Прощай! Пришла пора разлуки…
Иду в печальный долгий путь…
Бог весть, придется ль отдохнуть
Мне здесь от холода и скуки!
Это осознание того, что все кончено, помогло ей с достоинством отнестись к попыткам Перевлесского возобновить прежнюю духовную близость.
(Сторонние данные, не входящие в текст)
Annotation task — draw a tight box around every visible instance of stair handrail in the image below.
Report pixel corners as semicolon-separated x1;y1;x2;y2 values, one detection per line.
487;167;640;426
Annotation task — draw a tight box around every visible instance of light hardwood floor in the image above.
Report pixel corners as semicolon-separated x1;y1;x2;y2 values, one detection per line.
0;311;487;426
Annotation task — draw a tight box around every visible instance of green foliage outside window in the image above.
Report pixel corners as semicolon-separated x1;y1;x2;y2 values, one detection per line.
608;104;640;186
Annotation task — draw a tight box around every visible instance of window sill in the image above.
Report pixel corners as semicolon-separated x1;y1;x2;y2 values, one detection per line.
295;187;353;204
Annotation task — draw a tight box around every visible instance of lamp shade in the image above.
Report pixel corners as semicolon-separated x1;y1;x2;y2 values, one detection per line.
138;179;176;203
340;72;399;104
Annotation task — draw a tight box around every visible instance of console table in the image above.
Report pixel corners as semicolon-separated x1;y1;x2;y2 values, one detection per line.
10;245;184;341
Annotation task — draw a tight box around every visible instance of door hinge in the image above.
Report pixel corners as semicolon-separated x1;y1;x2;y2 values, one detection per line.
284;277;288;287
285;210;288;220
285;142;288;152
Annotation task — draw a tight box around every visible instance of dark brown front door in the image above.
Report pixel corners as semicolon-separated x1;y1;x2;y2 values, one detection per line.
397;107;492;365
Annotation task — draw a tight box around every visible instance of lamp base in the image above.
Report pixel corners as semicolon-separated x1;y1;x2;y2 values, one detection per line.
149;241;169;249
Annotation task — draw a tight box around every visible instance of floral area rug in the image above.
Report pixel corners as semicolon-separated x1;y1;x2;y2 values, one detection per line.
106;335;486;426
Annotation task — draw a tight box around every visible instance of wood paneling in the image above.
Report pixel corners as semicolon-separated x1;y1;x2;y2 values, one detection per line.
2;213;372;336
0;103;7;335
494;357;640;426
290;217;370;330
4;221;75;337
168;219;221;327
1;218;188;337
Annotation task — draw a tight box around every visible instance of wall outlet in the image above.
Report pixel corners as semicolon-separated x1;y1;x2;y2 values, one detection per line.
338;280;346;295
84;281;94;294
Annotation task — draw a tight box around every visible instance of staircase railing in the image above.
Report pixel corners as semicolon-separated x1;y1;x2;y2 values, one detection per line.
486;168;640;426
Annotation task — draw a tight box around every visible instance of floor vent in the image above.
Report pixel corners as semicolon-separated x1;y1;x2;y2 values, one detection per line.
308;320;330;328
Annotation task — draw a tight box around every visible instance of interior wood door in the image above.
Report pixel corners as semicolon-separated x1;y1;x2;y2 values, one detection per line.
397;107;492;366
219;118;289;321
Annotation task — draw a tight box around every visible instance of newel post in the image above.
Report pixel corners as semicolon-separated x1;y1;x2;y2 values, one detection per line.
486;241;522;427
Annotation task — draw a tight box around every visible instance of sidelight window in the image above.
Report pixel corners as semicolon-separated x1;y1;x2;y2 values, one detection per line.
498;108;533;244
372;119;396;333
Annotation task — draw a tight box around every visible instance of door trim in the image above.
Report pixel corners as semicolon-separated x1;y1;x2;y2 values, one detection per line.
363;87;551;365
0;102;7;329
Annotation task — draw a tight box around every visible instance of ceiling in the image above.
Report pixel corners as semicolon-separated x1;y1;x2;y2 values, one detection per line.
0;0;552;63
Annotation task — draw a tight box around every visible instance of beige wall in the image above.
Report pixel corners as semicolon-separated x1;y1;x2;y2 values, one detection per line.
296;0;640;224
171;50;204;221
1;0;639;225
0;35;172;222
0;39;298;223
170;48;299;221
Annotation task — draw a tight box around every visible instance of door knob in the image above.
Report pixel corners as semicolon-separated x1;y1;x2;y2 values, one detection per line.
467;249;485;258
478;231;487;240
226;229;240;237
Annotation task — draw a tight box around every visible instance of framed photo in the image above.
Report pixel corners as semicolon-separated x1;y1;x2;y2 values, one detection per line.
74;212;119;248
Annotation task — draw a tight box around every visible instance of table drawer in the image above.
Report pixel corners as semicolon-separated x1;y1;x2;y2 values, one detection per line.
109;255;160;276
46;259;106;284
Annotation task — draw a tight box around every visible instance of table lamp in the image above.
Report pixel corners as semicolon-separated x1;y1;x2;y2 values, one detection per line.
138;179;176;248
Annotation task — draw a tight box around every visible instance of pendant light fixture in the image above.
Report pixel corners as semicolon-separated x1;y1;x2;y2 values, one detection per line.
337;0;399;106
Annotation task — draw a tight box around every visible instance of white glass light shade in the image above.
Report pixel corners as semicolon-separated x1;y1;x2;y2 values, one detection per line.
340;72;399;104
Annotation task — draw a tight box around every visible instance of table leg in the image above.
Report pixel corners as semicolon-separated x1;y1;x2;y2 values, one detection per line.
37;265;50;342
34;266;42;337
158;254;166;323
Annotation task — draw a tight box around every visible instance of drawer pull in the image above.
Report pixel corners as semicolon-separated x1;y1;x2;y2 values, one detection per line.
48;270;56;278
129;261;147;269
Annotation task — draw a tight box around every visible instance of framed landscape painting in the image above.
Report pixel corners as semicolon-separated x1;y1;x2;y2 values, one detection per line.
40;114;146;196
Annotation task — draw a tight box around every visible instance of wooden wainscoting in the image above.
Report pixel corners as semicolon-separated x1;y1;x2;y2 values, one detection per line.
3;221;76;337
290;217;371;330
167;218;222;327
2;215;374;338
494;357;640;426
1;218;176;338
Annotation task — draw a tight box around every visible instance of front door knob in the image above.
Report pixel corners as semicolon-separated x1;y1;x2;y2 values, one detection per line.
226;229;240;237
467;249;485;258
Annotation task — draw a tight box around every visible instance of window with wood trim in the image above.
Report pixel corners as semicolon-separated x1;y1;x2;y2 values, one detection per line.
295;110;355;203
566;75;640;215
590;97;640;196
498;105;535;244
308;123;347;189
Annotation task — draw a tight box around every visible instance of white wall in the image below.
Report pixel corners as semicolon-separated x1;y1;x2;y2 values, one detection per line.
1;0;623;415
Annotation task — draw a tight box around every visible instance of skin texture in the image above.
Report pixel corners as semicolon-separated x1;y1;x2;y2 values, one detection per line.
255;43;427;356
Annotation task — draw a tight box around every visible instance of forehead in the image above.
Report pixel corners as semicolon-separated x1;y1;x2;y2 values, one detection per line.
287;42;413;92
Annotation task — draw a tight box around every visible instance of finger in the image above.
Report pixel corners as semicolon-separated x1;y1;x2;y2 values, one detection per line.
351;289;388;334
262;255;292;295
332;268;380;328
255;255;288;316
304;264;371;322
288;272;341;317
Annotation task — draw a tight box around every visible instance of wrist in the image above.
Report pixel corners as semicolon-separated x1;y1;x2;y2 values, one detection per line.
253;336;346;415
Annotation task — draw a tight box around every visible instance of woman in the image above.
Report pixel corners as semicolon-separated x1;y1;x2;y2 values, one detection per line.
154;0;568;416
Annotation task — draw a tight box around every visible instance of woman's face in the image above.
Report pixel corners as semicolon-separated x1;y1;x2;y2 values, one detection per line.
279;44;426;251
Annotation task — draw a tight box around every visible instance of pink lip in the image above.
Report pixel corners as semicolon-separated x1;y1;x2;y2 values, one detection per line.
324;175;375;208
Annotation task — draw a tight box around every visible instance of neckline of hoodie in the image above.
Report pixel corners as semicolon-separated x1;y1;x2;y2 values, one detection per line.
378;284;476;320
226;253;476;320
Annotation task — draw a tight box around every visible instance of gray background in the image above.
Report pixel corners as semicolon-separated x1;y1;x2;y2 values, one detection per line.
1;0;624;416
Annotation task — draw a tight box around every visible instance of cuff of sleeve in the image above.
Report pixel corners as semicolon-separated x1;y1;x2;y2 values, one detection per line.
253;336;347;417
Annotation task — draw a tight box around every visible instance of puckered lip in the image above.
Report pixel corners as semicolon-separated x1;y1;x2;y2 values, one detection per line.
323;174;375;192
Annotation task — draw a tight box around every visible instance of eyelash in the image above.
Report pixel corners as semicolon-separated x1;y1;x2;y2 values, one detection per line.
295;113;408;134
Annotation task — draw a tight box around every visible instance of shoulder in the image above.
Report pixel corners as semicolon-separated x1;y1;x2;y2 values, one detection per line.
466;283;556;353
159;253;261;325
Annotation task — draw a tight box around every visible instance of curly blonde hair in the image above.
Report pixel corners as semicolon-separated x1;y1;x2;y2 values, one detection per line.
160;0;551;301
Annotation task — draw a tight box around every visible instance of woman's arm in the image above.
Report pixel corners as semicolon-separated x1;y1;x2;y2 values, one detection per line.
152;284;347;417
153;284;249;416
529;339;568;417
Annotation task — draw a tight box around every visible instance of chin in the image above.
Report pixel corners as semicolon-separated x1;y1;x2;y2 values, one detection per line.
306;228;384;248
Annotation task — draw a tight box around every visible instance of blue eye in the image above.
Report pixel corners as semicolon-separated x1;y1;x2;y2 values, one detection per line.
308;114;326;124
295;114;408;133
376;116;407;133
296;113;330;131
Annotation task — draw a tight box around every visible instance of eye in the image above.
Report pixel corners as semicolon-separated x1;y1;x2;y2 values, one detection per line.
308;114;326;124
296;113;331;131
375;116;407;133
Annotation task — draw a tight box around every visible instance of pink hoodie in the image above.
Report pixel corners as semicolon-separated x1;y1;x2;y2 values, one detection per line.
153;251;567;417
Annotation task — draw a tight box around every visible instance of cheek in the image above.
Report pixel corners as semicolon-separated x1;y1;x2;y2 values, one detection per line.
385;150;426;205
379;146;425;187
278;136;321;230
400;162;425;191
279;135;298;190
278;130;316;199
После перенесенного афронта он переселился в Москву, где жил и преподавал в Московском дворянском институте во времена попечительства графа Строганова, увлекаясь примерами и идеями Хомякова, Аксакова и Грановского.
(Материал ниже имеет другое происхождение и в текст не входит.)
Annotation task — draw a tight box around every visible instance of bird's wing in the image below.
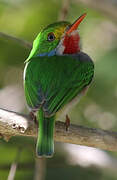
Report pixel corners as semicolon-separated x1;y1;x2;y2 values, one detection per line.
24;52;94;116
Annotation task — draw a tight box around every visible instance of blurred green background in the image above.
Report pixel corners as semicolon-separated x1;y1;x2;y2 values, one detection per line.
0;0;117;179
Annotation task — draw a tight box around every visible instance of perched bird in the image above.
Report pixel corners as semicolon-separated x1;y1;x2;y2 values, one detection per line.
24;13;94;158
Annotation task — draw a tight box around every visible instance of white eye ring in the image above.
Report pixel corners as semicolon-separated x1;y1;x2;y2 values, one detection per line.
47;32;55;42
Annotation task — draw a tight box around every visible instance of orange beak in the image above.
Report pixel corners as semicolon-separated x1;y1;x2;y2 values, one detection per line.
66;13;86;35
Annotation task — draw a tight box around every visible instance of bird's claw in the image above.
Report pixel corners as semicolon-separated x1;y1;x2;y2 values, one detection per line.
29;111;37;123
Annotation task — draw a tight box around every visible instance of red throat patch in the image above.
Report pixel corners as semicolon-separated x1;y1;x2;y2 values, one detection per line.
63;33;80;54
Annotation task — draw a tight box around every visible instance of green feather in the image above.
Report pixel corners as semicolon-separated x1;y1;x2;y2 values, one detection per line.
24;53;94;115
36;108;55;157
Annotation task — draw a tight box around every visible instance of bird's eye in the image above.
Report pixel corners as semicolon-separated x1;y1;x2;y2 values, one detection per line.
47;32;55;42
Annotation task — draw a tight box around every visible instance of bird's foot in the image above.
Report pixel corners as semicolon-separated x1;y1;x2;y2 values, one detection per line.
65;115;70;131
29;111;37;123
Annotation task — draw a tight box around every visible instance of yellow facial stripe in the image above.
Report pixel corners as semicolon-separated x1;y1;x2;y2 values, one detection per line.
54;26;67;39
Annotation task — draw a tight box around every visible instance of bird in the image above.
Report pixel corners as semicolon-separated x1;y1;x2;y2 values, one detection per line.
23;13;94;158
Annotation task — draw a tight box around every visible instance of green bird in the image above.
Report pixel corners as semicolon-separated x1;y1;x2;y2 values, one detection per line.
24;13;94;157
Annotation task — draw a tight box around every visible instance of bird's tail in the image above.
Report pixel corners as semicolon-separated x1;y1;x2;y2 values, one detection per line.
36;108;55;158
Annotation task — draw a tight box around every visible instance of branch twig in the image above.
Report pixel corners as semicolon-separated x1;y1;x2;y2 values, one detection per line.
0;108;117;152
34;158;46;180
58;0;71;21
0;32;32;49
7;148;22;180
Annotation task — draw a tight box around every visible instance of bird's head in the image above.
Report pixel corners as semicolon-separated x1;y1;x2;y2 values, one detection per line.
27;13;86;61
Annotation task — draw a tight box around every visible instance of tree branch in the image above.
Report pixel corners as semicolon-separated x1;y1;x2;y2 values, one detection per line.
0;32;32;49
0;108;117;152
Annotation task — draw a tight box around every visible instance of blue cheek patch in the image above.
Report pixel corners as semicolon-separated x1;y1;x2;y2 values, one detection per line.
48;49;56;56
36;49;56;57
37;52;48;57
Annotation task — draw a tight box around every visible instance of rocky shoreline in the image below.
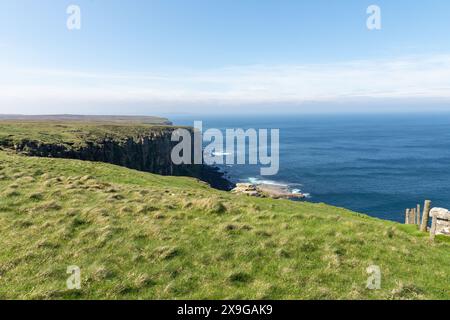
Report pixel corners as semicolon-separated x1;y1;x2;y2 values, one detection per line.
231;183;306;200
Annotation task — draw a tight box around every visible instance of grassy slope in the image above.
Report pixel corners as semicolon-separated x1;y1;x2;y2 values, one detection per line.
0;151;449;300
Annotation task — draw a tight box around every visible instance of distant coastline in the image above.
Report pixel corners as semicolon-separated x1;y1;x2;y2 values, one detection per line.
0;114;173;125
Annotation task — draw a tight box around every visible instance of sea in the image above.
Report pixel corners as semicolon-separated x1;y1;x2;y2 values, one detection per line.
171;113;450;222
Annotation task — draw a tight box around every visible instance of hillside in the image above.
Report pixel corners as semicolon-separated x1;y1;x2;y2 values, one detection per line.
0;150;449;299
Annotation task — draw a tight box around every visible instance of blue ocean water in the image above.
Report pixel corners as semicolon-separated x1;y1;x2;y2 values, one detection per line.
171;113;450;222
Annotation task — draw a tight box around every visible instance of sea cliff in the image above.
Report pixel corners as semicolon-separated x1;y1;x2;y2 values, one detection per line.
0;119;232;190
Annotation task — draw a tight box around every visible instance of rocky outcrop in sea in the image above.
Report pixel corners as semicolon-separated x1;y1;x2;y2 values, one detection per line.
232;183;306;200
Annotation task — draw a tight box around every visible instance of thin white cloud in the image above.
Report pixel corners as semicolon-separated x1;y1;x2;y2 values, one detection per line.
2;54;450;113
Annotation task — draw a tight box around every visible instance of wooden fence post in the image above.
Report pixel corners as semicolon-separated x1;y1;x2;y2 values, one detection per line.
410;208;416;224
405;209;410;224
420;200;432;232
416;204;421;226
430;211;437;241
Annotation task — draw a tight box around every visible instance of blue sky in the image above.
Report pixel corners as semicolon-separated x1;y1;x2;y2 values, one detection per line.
1;0;450;114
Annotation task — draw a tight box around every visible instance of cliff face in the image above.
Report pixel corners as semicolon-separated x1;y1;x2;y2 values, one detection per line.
7;128;232;190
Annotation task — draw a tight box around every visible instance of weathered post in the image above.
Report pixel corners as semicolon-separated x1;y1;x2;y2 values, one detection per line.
410;208;416;224
430;212;437;241
420;200;432;232
405;209;410;224
416;204;421;226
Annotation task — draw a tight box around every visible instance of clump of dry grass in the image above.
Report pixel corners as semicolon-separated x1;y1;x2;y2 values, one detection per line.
300;241;318;252
29;192;44;201
87;182;108;190
223;223;239;231
4;189;21;197
79;175;94;182
43;177;65;188
190;198;228;214
153;212;166;219
254;230;272;237
34;200;62;211
152;246;182;260
228;271;252;284
390;281;425;300
64;208;80;217
276;248;291;258
134;273;156;288
222;223;253;232
137;204;158;214
119;206;134;215
107;194;125;201
91;266;115;281
17;176;35;184
70;216;88;229
13;219;34;229
384;227;396;239
35;239;60;249
40;173;52;180
12;172;25;179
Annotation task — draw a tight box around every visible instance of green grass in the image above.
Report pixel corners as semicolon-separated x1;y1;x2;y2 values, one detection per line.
0;150;449;300
0;121;178;148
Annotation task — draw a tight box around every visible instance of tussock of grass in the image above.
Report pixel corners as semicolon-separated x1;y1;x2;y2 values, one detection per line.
91;266;115;281
4;190;21;197
190;198;228;214
152;246;182;261
153;212;166;220
228;272;252;284
137;204;159;214
107;194;125;201
29;192;45;201
0;151;448;300
276;248;291;258
390;282;425;300
254;230;272;237
34;201;62;211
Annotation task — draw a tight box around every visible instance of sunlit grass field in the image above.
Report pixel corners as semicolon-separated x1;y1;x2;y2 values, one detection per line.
0;121;176;148
0;150;449;299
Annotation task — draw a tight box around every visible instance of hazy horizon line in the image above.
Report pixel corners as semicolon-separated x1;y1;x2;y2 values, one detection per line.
2;53;450;114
Пережив, перестрадав оскорбление, он почувствовал необходимость общения с таким развитым умом, с таким созвучным с ним сердцем, как у его подруги. «Шестнадцатое июля – Ваш праздник, – писал он в первом письме. – Прошлый год я имел счастье быть на этом празднике и теперь еще вспоминаю о нем как об одном из лучших дней моей ярославской жизни. Нынче судьба сулила мне иное, она лишила меня даже того удовольствия, чтобы лично поздравить Вас с днем ангела. И вот я из душной и хлопотливой Москвы принужден поздравлять Вас на этом клочке бумажки» (1842).
Но письма не могли заменить живое общение, не могли восстановить то драгоценное и хрупкое, что было безжалостно растоптано отцом. Утешение и силу Юлия находила в своих стихах. Свои лучшие произведения поэтесса посвящала избраннику сердца. В это время она писала в письме: «Дай Бог всякой женщине выбиться из-под гнета сердечных страданий, несчастий, неудач и горя, не утратя сил и бодрости духа. Любовь для женщины, особенно первая (а первой я называю и последнюю, то есть ту, которая всех сильней), есть проба сил и сердца. Только после такой любви формируется характер женщины, крепнет воля, является опытность и способность размышлять. Ни мое слабое здоровье, ни деспотизм отца, ни трагедия несостоявшейся любви не сломили воли к жизни и творчеству».